A travers le financement de la BAD, l’État camerounais veut remonter la pente sur l’épineuse question de l’employabilité des jeunes et des femmes, ainsi que la promotion de l’entreprenariat locale dans cette partie du Cameroun qui porte encore les séquelles des crises auxquelles elle fait face.

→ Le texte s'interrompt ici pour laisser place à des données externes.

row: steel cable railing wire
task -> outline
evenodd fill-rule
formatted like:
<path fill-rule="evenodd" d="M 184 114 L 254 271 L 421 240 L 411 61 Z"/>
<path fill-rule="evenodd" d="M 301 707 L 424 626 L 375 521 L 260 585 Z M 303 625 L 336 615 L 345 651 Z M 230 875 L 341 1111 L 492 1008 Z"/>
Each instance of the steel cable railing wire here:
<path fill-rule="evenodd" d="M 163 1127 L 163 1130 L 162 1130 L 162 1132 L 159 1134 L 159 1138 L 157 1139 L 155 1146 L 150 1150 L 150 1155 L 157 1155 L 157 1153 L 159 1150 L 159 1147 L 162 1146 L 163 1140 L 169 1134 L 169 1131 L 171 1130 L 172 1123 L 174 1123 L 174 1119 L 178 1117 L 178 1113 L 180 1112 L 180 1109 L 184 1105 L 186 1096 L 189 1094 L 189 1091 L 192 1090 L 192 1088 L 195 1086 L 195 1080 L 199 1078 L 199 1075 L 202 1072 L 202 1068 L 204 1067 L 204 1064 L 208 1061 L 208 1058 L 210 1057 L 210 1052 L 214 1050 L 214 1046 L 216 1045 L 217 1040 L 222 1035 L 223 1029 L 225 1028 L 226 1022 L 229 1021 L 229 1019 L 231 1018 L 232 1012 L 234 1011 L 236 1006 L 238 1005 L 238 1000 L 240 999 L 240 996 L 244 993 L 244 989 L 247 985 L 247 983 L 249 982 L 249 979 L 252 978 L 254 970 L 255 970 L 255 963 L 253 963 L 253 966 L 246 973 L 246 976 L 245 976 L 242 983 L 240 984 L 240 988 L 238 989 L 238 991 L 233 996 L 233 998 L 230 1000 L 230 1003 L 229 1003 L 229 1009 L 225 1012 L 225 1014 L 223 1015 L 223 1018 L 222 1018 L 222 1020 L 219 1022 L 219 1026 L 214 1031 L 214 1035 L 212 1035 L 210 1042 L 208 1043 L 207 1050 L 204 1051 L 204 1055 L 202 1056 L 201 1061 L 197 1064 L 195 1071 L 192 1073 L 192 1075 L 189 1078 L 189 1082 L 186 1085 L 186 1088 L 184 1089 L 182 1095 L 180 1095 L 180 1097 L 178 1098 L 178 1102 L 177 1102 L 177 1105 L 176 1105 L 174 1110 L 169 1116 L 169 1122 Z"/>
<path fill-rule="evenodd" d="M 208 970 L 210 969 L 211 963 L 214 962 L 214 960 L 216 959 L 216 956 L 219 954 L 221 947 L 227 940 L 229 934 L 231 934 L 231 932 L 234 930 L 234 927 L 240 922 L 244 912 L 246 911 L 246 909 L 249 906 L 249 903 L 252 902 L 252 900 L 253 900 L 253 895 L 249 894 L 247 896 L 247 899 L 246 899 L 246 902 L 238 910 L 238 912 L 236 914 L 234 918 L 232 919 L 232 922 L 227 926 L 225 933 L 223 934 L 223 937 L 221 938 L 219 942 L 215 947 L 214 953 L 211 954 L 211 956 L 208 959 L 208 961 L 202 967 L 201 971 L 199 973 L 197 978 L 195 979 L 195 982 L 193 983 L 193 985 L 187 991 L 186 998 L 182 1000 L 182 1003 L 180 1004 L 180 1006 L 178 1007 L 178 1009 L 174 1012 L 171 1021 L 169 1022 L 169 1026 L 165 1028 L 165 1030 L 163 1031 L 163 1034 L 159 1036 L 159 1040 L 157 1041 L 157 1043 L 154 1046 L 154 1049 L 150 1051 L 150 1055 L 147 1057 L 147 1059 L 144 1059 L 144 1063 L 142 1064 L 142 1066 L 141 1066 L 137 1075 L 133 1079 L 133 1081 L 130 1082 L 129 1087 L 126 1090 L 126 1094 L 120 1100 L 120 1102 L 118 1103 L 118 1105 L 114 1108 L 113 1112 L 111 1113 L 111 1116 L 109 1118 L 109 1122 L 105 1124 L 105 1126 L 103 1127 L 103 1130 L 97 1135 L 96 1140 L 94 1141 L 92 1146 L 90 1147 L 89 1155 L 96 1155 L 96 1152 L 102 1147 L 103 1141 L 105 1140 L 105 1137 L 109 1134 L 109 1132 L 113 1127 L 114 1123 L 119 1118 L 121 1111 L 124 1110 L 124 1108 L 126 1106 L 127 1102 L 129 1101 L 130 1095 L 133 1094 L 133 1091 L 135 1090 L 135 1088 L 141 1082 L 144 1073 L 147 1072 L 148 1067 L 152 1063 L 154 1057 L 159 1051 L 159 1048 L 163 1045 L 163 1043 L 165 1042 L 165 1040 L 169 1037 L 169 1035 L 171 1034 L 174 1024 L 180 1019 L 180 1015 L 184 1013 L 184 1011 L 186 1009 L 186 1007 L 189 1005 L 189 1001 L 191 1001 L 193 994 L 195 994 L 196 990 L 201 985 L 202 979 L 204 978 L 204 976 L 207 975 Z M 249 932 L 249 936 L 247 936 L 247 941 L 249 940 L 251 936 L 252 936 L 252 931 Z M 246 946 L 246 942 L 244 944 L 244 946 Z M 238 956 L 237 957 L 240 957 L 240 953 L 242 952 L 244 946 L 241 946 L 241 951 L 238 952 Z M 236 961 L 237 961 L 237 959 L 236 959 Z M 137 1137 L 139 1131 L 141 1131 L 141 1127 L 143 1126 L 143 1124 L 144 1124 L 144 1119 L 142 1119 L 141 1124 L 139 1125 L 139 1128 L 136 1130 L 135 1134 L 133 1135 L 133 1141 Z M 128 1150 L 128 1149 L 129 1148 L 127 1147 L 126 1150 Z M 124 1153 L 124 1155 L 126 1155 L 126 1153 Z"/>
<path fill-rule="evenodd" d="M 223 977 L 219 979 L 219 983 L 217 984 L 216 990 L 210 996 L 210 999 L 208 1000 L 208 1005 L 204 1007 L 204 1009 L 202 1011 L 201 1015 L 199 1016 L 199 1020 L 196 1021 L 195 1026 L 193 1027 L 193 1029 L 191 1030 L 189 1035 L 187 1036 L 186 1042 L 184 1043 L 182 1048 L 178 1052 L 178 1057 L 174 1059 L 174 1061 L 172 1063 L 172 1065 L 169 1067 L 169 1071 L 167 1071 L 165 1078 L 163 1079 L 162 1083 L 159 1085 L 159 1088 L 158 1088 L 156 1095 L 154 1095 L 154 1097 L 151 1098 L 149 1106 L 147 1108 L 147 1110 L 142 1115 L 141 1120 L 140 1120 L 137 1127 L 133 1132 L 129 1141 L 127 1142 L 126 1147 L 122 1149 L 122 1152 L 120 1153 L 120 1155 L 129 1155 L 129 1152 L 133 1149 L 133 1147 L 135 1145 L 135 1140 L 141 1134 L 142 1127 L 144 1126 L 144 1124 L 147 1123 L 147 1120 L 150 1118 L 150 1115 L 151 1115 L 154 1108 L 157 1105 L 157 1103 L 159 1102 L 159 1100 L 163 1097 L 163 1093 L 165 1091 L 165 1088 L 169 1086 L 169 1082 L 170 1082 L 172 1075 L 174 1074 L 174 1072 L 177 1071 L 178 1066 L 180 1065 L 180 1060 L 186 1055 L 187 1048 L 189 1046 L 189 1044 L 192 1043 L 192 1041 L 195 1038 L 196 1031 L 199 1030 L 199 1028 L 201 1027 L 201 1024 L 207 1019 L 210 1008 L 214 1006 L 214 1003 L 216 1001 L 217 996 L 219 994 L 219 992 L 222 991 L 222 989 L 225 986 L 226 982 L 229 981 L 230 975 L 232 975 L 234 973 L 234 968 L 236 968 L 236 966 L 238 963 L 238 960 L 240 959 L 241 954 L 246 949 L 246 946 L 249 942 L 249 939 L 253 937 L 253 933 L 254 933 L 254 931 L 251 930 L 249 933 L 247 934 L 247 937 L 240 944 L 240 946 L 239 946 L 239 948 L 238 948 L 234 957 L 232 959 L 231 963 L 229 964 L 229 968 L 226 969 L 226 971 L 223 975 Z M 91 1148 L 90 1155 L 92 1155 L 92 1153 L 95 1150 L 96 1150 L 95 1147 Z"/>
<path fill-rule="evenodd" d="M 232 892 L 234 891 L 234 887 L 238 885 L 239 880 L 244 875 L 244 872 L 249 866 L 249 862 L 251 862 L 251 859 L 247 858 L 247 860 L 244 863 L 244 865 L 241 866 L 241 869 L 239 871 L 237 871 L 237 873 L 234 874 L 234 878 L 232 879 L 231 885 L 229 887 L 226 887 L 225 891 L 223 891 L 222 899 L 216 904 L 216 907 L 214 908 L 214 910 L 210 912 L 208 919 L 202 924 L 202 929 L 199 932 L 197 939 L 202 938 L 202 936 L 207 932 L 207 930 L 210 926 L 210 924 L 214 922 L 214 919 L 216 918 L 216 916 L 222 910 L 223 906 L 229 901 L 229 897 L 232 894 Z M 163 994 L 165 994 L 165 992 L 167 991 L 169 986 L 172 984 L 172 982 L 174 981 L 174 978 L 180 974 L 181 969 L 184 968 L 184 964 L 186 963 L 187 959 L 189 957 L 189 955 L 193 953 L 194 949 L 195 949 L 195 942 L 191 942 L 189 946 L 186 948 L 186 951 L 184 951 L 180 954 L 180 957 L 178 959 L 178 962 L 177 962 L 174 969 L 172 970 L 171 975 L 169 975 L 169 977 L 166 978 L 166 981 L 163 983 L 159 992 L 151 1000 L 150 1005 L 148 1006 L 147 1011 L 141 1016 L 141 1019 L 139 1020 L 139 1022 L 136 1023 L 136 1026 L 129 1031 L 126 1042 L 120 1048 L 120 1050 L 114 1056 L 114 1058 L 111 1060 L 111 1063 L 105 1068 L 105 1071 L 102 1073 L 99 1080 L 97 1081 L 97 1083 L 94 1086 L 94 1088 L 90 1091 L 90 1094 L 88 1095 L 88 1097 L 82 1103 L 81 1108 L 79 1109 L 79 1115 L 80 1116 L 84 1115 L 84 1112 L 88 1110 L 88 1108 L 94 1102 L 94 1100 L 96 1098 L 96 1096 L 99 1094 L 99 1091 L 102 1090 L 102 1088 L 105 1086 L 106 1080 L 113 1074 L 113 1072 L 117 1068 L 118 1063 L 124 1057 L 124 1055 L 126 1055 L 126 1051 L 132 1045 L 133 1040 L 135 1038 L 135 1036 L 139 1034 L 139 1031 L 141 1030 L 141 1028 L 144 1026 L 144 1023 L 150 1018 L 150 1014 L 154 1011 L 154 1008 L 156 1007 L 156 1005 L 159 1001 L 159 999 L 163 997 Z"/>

C’est suite au décret dont le président de la république a signé le 31 juillet dernier, habilitant le ministre de l’économie, de la planification et de l’aménagement du territoire (MINEPAT), que ledit ministère à contracter un prêt d’un montant de 95 milliards FCFA, auprès de la BAD.
De manière explicite, il s’agit d’un programme qui s’étale sur une durée de 04 ans, et qui met en exergue trois principaux paramètres à savoir : l’appui au développement économique local, l’affermissement des établissements de formation technique et professionnelle et enfin, répondre efficacement aux problèmes des changements climatiques dans cette région.
L’objectif est donc double de manière générale : l’amélioration des conditions de vie de la population d’une part et la préservation de la nature d’autre part.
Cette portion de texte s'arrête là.